B.K. Panigrahi et al. (Eds.): SEMCCO 2012, LNCS 7677, pp. 143–150, 2012.
© Springer-Verlag Berlin Heidelberg 2012
Clustering Algorithm Recommendation:
A Meta-learning Approach
Daniel G. Ferrari and Leandro Nunes de Castro
Natural Computing Laboratory (LCoN)
Mackenzie Presbyterian University,
São Paulo, Brazil
ferrari.dg@gmail.com,
lnunes@mackenzie.br
Abstract. Meta-learning is a technique that aims at understanding what types of
algorithms solve what kinds of problems. Clustering, by contrast, divides a
dataset into groups based on the objects’ similarities without the need of
previous knowledge about the objects’ labels. The present paper proposes the
use of meta-learning to recommend clustering algorithms based on the feature
extraction of unlabelled objects.

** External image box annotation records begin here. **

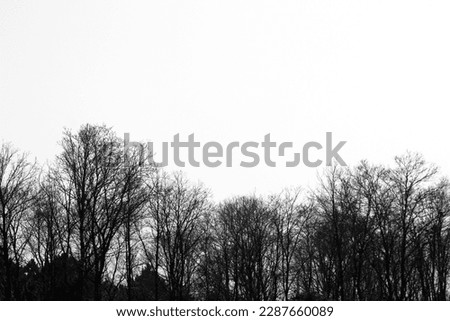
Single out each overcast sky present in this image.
[0,0,450,199]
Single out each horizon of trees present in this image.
[0,124,450,300]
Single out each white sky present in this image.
[0,0,450,199]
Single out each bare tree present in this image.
[0,144,36,300]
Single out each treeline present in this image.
[0,125,450,300]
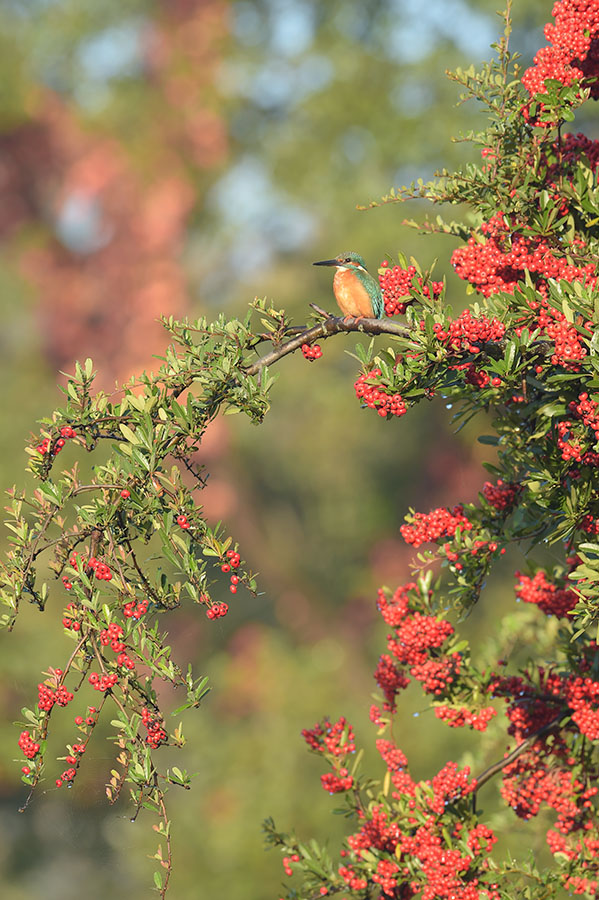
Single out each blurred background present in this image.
[0,0,594,900]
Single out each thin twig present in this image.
[473,712,563,801]
[244,303,410,375]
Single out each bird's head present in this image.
[312,250,366,272]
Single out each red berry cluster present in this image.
[410,653,462,696]
[435,706,497,731]
[379,262,443,316]
[354,369,407,418]
[568,391,599,441]
[75,706,98,728]
[62,600,81,631]
[501,740,597,834]
[376,738,408,772]
[372,859,399,897]
[374,583,461,711]
[566,676,599,741]
[399,506,473,547]
[339,866,368,891]
[302,716,356,756]
[516,570,578,618]
[555,419,584,462]
[320,767,354,794]
[56,766,77,787]
[141,706,168,750]
[35,425,77,456]
[347,806,401,853]
[522,0,599,100]
[87,672,119,693]
[123,597,148,620]
[19,731,40,759]
[302,344,322,362]
[206,603,229,619]
[370,653,411,712]
[220,550,241,592]
[69,550,112,590]
[100,622,135,670]
[433,309,505,353]
[451,213,597,302]
[37,684,74,712]
[283,853,300,878]
[482,478,521,512]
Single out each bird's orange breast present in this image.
[333,269,373,317]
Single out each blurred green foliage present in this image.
[0,0,564,900]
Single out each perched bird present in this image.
[313,251,385,319]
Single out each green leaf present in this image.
[119,422,140,444]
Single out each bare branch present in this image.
[245,312,410,375]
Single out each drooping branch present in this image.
[245,303,410,375]
[474,712,563,800]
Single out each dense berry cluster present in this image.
[35,425,77,456]
[354,369,407,417]
[87,672,119,693]
[516,569,578,618]
[18,731,40,759]
[301,344,322,362]
[37,684,73,712]
[302,716,356,756]
[435,706,497,731]
[141,706,168,750]
[451,213,597,300]
[376,738,408,772]
[433,309,505,353]
[482,478,521,512]
[320,766,354,794]
[206,602,229,619]
[399,506,473,547]
[522,0,599,99]
[65,550,112,587]
[379,262,443,316]
[371,583,462,721]
[123,597,148,620]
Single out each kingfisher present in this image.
[313,251,385,319]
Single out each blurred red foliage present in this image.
[0,0,227,389]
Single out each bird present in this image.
[312,250,385,320]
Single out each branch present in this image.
[473,712,563,801]
[244,303,410,375]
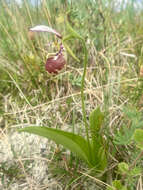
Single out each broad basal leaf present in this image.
[19,127,90,165]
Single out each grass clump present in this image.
[0,0,143,190]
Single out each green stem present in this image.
[80,38,91,158]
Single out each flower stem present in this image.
[81,39,91,153]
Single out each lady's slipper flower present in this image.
[30,25,66,74]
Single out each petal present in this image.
[30,25,62,38]
[45,54,66,74]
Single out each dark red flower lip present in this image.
[45,53,66,74]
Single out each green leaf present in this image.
[64,42,80,62]
[89,108,104,151]
[89,108,107,170]
[89,108,104,140]
[67,22,83,40]
[19,126,91,166]
[133,129,143,149]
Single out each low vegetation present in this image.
[0,0,143,190]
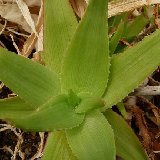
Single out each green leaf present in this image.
[66,110,116,160]
[43,0,77,73]
[0,95,84,131]
[109,21,125,55]
[104,31,160,108]
[42,131,77,160]
[0,48,60,107]
[75,97,105,113]
[0,97,34,114]
[104,110,149,160]
[62,0,109,96]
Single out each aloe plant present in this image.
[0,0,160,160]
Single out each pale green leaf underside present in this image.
[42,131,77,160]
[62,0,109,96]
[0,48,60,107]
[0,97,34,111]
[109,21,125,55]
[43,0,77,73]
[104,31,160,108]
[0,95,84,131]
[66,111,115,160]
[104,110,149,160]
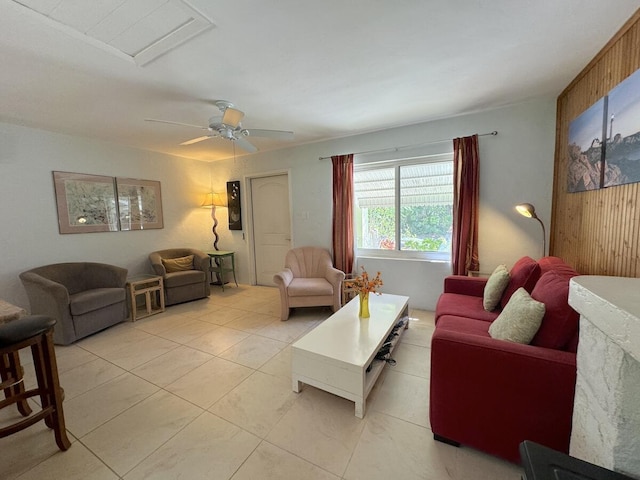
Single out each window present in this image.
[354,154,453,260]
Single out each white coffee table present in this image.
[291,293,409,418]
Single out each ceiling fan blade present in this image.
[234,137,258,153]
[144,118,208,130]
[180,135,215,145]
[248,128,293,140]
[222,107,244,128]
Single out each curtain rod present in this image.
[319,130,498,160]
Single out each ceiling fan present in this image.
[145,100,293,153]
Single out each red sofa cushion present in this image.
[436,293,500,323]
[531,265,580,350]
[500,257,540,308]
[429,316,576,463]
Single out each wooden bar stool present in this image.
[0,315,71,450]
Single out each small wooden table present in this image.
[207,250,238,292]
[127,274,164,322]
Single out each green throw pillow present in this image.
[489,287,545,344]
[482,265,509,312]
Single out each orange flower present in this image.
[353,267,384,295]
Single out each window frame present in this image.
[353,151,453,262]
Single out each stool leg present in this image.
[31,330,71,450]
[0,352,32,417]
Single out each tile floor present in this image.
[0,285,522,480]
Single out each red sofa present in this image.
[429,257,579,463]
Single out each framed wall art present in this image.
[567,65,640,193]
[227,180,242,230]
[567,97,606,193]
[604,70,640,187]
[53,172,118,233]
[116,177,164,230]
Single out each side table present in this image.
[207,250,238,292]
[127,274,164,322]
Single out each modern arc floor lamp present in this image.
[516,203,547,257]
[202,192,227,250]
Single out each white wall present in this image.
[0,123,211,307]
[0,98,555,309]
[211,98,555,309]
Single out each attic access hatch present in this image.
[13,0,215,66]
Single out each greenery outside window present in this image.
[354,153,453,261]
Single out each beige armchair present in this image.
[149,248,211,305]
[273,247,344,320]
[20,262,127,345]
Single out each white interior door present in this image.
[251,174,291,285]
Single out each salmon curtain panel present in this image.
[451,135,480,275]
[331,154,354,274]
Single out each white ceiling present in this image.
[0,0,640,160]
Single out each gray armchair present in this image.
[273,247,345,320]
[20,262,127,345]
[149,248,210,305]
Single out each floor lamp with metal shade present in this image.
[516,203,547,257]
[202,192,227,250]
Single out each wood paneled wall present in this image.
[550,9,640,277]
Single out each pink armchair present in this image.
[273,247,345,320]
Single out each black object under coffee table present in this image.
[520,440,633,480]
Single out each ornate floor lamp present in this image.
[516,203,547,257]
[202,192,227,250]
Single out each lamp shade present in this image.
[516,203,547,257]
[201,192,227,207]
[516,203,538,218]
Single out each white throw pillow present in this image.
[489,287,545,344]
[482,265,509,312]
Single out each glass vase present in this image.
[358,292,370,318]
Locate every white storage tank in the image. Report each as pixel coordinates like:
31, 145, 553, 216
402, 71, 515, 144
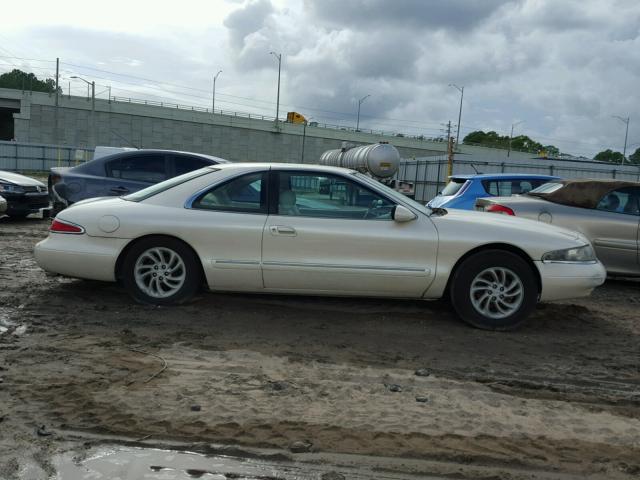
320, 143, 400, 178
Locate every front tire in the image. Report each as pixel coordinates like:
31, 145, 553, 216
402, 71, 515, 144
122, 236, 202, 305
450, 250, 538, 330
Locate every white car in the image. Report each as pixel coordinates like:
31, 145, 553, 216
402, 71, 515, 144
35, 163, 605, 330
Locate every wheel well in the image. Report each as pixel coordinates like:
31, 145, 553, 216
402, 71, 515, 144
115, 234, 206, 282
444, 243, 542, 296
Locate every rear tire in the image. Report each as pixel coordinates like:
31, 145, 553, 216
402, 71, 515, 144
450, 250, 538, 330
122, 236, 202, 305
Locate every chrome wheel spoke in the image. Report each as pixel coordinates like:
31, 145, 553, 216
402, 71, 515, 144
133, 247, 187, 298
469, 267, 524, 320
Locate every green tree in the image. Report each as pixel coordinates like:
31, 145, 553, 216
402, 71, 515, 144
0, 68, 62, 93
593, 148, 624, 163
462, 130, 560, 157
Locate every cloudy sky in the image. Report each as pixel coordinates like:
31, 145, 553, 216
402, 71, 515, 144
0, 0, 640, 156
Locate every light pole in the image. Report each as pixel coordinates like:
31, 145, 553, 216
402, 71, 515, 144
356, 95, 371, 132
70, 75, 96, 112
449, 83, 464, 148
613, 115, 631, 165
269, 52, 282, 124
300, 117, 313, 163
211, 70, 222, 115
507, 120, 524, 157
71, 75, 97, 146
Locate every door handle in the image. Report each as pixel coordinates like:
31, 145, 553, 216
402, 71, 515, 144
269, 225, 297, 237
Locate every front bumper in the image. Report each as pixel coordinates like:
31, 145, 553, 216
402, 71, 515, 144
534, 261, 607, 302
2, 192, 51, 215
34, 233, 130, 282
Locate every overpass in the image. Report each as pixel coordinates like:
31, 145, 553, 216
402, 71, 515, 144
0, 89, 446, 162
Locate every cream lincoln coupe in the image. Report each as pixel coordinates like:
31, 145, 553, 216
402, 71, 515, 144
35, 163, 605, 330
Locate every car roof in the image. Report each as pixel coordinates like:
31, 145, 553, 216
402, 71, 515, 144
449, 173, 560, 180
210, 162, 355, 174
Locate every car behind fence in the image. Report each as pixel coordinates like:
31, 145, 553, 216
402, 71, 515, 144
0, 141, 640, 202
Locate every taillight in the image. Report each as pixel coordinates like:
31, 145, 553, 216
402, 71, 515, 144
49, 218, 84, 235
486, 204, 516, 216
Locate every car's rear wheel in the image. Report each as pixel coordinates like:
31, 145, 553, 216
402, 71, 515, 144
122, 236, 202, 305
450, 250, 538, 330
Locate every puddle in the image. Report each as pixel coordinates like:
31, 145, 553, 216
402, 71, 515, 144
53, 446, 435, 480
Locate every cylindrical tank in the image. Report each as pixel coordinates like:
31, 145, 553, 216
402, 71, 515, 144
320, 143, 400, 178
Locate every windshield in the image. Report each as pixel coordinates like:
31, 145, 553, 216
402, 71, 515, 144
527, 182, 564, 195
122, 167, 220, 202
440, 178, 467, 197
352, 172, 431, 215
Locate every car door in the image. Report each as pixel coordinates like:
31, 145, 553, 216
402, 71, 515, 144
185, 171, 268, 291
100, 152, 169, 196
554, 187, 640, 274
262, 170, 437, 297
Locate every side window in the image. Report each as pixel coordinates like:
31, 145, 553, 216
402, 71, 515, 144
173, 155, 211, 176
107, 155, 167, 183
191, 172, 267, 213
596, 187, 640, 215
277, 172, 395, 220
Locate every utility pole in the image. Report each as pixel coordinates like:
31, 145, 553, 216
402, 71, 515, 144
211, 70, 222, 115
449, 83, 464, 148
507, 120, 524, 157
447, 120, 453, 177
53, 57, 60, 144
613, 115, 631, 165
269, 52, 282, 125
356, 95, 371, 132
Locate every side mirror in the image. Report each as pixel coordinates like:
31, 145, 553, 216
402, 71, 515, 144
391, 205, 418, 222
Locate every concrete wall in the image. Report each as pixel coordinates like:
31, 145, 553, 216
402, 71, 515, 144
0, 89, 446, 162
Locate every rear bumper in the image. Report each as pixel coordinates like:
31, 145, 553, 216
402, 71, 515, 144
534, 261, 607, 301
34, 233, 129, 282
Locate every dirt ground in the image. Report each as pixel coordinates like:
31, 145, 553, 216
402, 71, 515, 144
0, 218, 640, 479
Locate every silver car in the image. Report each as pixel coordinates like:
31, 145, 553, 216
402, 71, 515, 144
476, 180, 640, 276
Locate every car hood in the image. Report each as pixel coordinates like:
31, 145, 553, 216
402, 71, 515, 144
0, 170, 45, 187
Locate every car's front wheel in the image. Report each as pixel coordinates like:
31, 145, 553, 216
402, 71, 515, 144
122, 237, 202, 305
450, 250, 538, 330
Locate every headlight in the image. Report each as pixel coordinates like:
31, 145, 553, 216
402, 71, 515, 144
0, 182, 24, 193
542, 245, 596, 262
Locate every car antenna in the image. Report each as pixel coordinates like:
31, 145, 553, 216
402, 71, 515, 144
111, 130, 140, 150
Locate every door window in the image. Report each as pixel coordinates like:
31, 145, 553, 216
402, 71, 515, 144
277, 172, 395, 220
191, 172, 267, 213
107, 155, 167, 183
173, 155, 211, 175
596, 187, 640, 215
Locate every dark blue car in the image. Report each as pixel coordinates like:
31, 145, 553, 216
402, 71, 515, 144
427, 173, 559, 210
49, 150, 227, 212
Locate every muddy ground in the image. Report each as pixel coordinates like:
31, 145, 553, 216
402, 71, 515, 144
0, 217, 640, 479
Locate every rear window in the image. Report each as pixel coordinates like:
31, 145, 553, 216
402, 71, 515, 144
122, 167, 219, 202
482, 178, 547, 197
529, 182, 564, 195
440, 178, 467, 197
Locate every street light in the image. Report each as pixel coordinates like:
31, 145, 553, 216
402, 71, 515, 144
300, 117, 313, 163
356, 95, 371, 132
211, 70, 222, 115
269, 52, 282, 124
612, 115, 631, 165
449, 83, 464, 148
507, 120, 524, 157
70, 75, 96, 111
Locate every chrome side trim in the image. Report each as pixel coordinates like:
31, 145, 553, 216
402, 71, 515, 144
212, 259, 260, 265
262, 262, 431, 274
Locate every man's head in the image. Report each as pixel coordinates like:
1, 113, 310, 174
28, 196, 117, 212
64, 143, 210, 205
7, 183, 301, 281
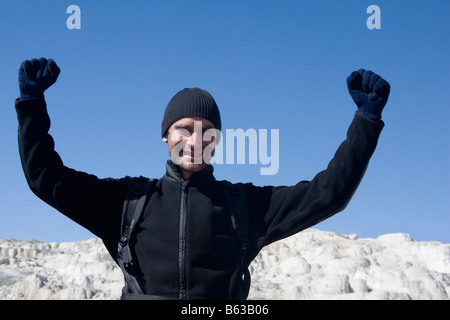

The features of the clustering problems will be
evaluated along with the ranking of different algorithms so that the meta-
learning system can recommend accurately the best algorithms for a new
problem.
Keywords: clustering, algorithm recommendation, ranking, meta-learning.
1 Introduction
There is currently a huge amount of information represented and stored as data to
posterior analysis [1]. Researchers began to dedicate themselves to the development
of methods to extract knowledge from data; the process of applying these methods is
known as data mining [2]. Nowadays, data mining tools are characterized by a variety
of algorithms able to solve each one of the many data mining tasks. However, this
process suffers from the lack of guidelines to select the best algorithm to solve a given
data mining problem [3].
The meta-learning field has as objective to find which problem features contribute
to a better or worse performance of an algorithm [4], and, from this, recommend the
most appropriate algorithm for solving a given problem [3]. To reach this objective,
meta-learning builds two key sets: (1) Meta-attributes: the set of features that is
common to several instances of a class of problems, such as the number of objects
and the number of binary attributes, among others; (2) Ranking: the set with rank
positions, based on a performance evaluation, of several algorithms applied to the
same problems. From these two sets it is created a model to recommend the ranking
of the algorithms when applied to other problems, not used for training, based on the
meta-attributes proposed.